Ce matin, Boris sort de son cartable la coupe gagnée par notre classe lors du tournoi de basket. Il la dépose sur mon bureau et retourne à sa place. Je lui demande :

- Alors, content d’avoir montré la coupe à tes parents.

- Mouais…

- Comment ça « mouais » ? Ils n’étaient pas fiers de toi ?

- Ben si, c’est pas ça. C’est juste la coupe, là, l’autocollant énorme… c’est pas génial.

Les autres interviennent :

- Ben ouais ça gâche la coupe, ce truc énorme collé en travers.

- Pis du coup, ça gâche aussi le plaisir.

- C’est clair ! L’autre fois, je l’ai brandie au-dessus de ma tête en la sortant de mon sac et mon frère était mort de rire.

Je sais exactement de quoi ils veulent parler mais je fais l’innocent :

- C’est quoi le problème ?

- L’autocollant, maître, l’autocollant. On voit que ça.

Et ils me montrent le gigantesque papier collé tout autour de la coupe que je fais semblant de ne pas voir et sur lequel est écrit : A manipuler avec soin.

Je me justifie :

- Cette coupe va passer dans les mains de toutes vos familles. Vous êtes 24, si chacun d’entre vous a un père, une mère et au moins un frère ou une sœur, ce pauvre trophée va passer entre 192 mains minimum. Ce qui lui donne 192 occasions d’être maltraité, malmené, abîmé. Et si vous voulez que le 24ème d’entre vous puisse rapporter fièrement à ses parents quelque chose qui ressemble vraiment à une coupe, cet autocollant est indispensable.

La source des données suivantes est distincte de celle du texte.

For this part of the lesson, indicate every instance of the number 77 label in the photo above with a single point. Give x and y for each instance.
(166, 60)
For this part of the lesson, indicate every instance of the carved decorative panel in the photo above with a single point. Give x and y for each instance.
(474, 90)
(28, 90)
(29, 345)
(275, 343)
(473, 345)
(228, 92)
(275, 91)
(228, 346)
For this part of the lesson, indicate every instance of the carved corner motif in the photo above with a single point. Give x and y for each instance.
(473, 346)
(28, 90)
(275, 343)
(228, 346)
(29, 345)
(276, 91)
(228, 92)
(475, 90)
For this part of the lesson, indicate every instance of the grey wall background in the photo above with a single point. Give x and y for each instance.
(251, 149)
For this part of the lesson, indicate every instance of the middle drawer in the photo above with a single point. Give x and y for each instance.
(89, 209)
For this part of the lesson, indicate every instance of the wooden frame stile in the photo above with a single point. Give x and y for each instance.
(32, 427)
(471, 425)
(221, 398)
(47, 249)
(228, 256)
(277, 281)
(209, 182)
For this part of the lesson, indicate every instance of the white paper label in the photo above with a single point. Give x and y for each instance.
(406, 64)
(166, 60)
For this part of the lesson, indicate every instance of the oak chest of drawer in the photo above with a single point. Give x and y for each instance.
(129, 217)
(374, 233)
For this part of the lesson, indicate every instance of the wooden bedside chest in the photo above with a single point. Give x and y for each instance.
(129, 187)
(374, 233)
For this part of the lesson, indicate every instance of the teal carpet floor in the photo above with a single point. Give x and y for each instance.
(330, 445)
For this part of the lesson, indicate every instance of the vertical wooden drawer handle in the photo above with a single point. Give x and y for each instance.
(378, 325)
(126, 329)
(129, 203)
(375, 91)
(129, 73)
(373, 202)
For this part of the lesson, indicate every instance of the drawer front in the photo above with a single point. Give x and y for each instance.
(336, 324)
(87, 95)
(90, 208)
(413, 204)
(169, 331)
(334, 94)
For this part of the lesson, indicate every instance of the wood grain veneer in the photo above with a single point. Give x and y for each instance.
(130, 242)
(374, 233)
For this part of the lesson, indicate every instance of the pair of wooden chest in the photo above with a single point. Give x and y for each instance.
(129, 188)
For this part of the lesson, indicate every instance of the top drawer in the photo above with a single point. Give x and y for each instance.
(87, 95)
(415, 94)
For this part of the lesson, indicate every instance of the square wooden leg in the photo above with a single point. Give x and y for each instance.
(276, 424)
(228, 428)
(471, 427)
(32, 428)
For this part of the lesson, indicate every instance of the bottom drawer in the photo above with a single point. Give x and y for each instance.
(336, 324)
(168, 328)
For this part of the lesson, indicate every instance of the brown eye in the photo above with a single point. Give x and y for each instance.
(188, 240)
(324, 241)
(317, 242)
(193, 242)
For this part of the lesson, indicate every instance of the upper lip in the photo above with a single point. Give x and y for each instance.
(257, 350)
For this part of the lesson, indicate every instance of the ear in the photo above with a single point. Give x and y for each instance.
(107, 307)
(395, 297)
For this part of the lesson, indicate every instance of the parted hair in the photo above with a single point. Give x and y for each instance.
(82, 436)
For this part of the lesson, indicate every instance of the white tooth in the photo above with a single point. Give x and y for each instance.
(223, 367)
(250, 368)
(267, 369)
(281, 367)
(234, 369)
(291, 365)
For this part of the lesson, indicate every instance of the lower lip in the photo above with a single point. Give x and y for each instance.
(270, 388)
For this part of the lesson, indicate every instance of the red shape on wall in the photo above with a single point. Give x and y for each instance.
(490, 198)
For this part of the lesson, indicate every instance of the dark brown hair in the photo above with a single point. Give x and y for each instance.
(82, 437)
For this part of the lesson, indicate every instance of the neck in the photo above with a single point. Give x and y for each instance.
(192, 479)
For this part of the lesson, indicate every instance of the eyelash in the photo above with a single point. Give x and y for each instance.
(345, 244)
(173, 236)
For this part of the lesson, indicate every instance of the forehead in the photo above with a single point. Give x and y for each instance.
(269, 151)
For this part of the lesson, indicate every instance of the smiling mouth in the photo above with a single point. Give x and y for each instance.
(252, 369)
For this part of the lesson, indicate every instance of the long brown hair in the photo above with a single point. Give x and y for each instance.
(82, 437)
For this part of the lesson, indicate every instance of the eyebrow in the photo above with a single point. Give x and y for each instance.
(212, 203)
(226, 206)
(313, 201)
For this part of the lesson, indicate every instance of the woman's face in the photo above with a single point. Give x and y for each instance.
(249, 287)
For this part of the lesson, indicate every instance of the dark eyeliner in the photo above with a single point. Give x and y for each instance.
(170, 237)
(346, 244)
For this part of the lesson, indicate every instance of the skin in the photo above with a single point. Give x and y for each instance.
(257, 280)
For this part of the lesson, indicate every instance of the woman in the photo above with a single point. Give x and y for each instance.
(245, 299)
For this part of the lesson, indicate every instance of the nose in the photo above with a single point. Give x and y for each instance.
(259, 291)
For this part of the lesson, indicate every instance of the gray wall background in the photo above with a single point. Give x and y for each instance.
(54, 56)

Depuis quelques années, je me fais imprimer des autocollants à la mention « Merci de prendre soin de moi » que je colle sur les différentes affaires communes à la classe qui doivent dangereusement transiter par toutes les familles. Chaque année, mes autocollants sont de plus en plus gros, mais les familles de plus en plus aveugles. Et chaque année, j’ai de drôles de surprises quand les affaires reviennent en classe.

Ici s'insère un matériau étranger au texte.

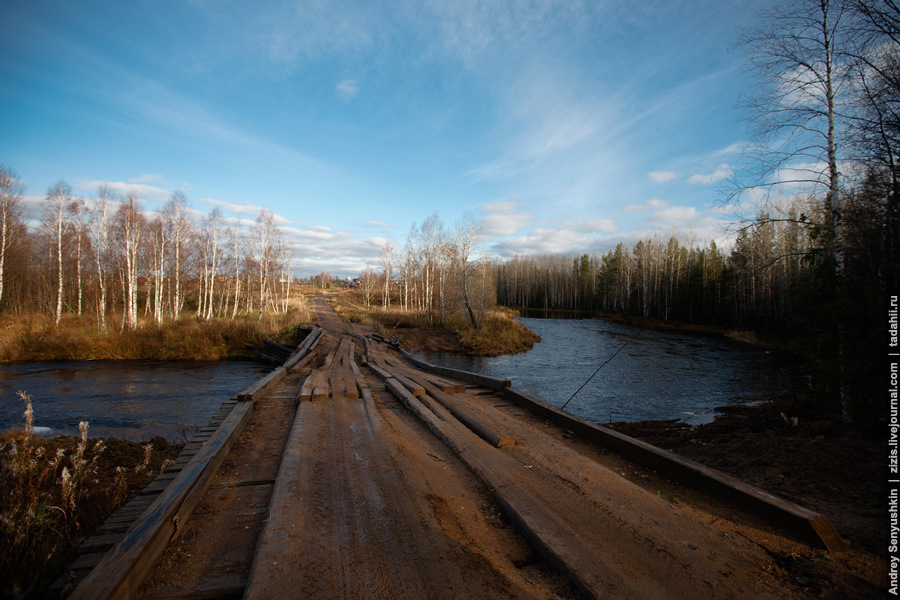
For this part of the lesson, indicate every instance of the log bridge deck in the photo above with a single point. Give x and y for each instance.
(357, 471)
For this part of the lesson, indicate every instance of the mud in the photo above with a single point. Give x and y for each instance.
(370, 501)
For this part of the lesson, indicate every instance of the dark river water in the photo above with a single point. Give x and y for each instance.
(657, 375)
(135, 400)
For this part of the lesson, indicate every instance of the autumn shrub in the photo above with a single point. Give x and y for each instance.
(498, 334)
(54, 492)
(38, 337)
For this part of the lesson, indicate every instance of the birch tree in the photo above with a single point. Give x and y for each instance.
(11, 191)
(100, 237)
(468, 243)
(794, 54)
(59, 196)
(175, 211)
(386, 258)
(131, 223)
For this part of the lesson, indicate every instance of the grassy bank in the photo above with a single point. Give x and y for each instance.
(55, 492)
(499, 332)
(36, 337)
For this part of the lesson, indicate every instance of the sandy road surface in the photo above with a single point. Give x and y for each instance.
(370, 501)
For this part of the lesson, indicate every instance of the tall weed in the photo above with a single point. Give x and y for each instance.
(54, 492)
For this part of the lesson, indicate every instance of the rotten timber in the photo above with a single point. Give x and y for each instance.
(807, 525)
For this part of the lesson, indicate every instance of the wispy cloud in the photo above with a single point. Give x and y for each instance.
(662, 176)
(347, 90)
(722, 172)
(503, 219)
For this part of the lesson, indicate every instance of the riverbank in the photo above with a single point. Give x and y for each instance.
(790, 448)
(499, 333)
(35, 336)
(55, 492)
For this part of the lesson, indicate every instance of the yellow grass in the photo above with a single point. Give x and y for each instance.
(37, 337)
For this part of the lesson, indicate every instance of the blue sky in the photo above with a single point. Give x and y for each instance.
(565, 126)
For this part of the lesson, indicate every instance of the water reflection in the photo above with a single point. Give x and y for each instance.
(136, 400)
(657, 375)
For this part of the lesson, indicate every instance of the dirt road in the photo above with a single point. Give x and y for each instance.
(385, 490)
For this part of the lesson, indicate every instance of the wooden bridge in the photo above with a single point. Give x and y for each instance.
(356, 471)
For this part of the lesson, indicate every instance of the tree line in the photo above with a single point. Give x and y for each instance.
(108, 256)
(439, 274)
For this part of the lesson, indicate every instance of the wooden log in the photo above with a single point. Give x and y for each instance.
(445, 386)
(261, 386)
(491, 383)
(380, 372)
(809, 526)
(122, 570)
(414, 388)
(470, 423)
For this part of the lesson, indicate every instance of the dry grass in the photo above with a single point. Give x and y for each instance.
(54, 492)
(498, 334)
(37, 337)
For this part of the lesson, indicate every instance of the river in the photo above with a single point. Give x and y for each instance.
(134, 400)
(655, 375)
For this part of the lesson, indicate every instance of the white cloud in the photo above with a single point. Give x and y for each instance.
(503, 218)
(722, 172)
(347, 89)
(144, 191)
(662, 176)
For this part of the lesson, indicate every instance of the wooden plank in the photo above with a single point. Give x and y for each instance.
(261, 386)
(444, 400)
(122, 570)
(445, 386)
(414, 388)
(809, 526)
(380, 372)
(491, 383)
(100, 543)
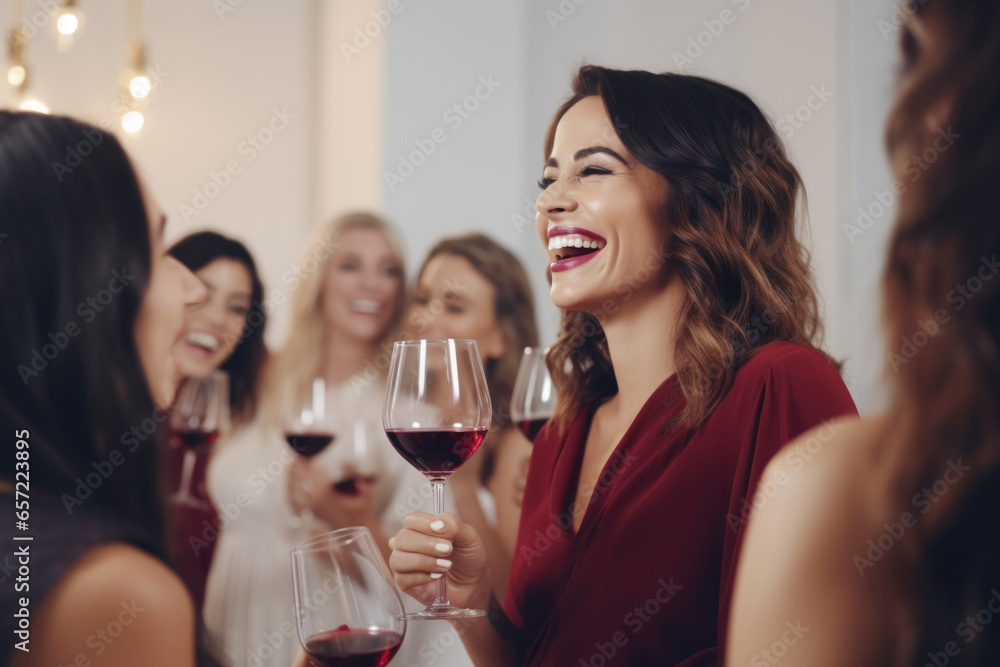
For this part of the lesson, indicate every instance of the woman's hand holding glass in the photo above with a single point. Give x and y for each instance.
(431, 547)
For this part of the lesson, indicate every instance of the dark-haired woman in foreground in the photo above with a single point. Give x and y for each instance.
(690, 337)
(88, 287)
(225, 330)
(886, 550)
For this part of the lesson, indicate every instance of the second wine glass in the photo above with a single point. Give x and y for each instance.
(199, 415)
(437, 412)
(534, 397)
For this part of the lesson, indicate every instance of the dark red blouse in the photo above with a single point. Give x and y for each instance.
(647, 579)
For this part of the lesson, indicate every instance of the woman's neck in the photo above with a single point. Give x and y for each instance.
(344, 357)
(641, 343)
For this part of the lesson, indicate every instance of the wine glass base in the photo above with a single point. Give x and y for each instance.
(443, 613)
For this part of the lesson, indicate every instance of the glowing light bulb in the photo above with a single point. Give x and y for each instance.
(16, 75)
(67, 23)
(34, 105)
(139, 86)
(132, 122)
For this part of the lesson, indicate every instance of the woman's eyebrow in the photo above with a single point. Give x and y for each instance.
(584, 152)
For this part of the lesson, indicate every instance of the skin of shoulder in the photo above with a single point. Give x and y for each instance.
(116, 606)
(798, 593)
(507, 484)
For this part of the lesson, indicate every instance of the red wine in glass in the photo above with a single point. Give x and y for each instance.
(353, 648)
(531, 427)
(197, 440)
(436, 451)
(309, 444)
(349, 485)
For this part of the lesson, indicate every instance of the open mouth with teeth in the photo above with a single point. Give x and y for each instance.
(571, 250)
(202, 341)
(366, 306)
(573, 245)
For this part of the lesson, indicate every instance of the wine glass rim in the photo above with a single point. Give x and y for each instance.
(418, 341)
(338, 538)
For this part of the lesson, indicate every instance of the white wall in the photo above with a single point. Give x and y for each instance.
(356, 114)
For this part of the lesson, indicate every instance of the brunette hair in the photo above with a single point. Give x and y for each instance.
(244, 365)
(942, 297)
(731, 213)
(81, 397)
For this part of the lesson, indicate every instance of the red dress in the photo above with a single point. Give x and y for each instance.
(647, 579)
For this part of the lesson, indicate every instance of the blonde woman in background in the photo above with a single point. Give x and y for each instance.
(346, 311)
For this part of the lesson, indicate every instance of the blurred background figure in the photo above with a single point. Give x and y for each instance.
(347, 306)
(887, 546)
(472, 287)
(217, 334)
(83, 429)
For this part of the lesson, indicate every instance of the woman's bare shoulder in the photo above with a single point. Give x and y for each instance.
(797, 576)
(117, 604)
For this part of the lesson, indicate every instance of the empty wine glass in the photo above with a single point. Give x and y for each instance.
(199, 415)
(347, 609)
(437, 412)
(364, 462)
(534, 397)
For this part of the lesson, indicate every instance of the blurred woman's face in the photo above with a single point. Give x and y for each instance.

Une odeur d’alcool anisé dans la coupe de la sécurité routière.

- Ben…c’est mon père qui voulait fêter notre victoire. Il s’est bu quelques apéros dans la coupe.

Un pansement usagé à l’odeur équivoque coincé entre les pages du cahier de vie.

- Cool !! On le cherchait partout. C’est à ma mère. Elle l’avait mis sur une plaie de furoncle qu’elle s’était éclaté sur le haut de la cuisse.

Un grossier morceau de ruban adhésif qui entoure le flanc de Bubulle, le poisson rouge de la classe qui flotte sur le dos dans l’aquarium que me tend Sanah.

- Euh, c’est mon chat qui l’a griffé… Mais heureusement que mon papa bricole un peu.

Ces différents objets, documents, animaux sont comme des sondes envoyées en terre inconnue. A leur retour et selon leur état, ils permettent de se faire une idée assez précise de l’endroit où on les a envoyés. Comme pour une nouvelle planète sur laquelle on envisagerait d’habiter après la fin du monde. On peut alors évaluer le taux de survie possible et d’hostilité potentielle présent dans chaque famille.

Il est évident que même en cas de fin du monde assuré, il y a des familles dans lesquelles je n’irai jamais chercher l’exil même avec le meilleur Bunker du monde garanti Jour d’après. Les sondes en reviennent systématiquement cabossées et estropiées... et parfois pire : elles ne reviennent même pas.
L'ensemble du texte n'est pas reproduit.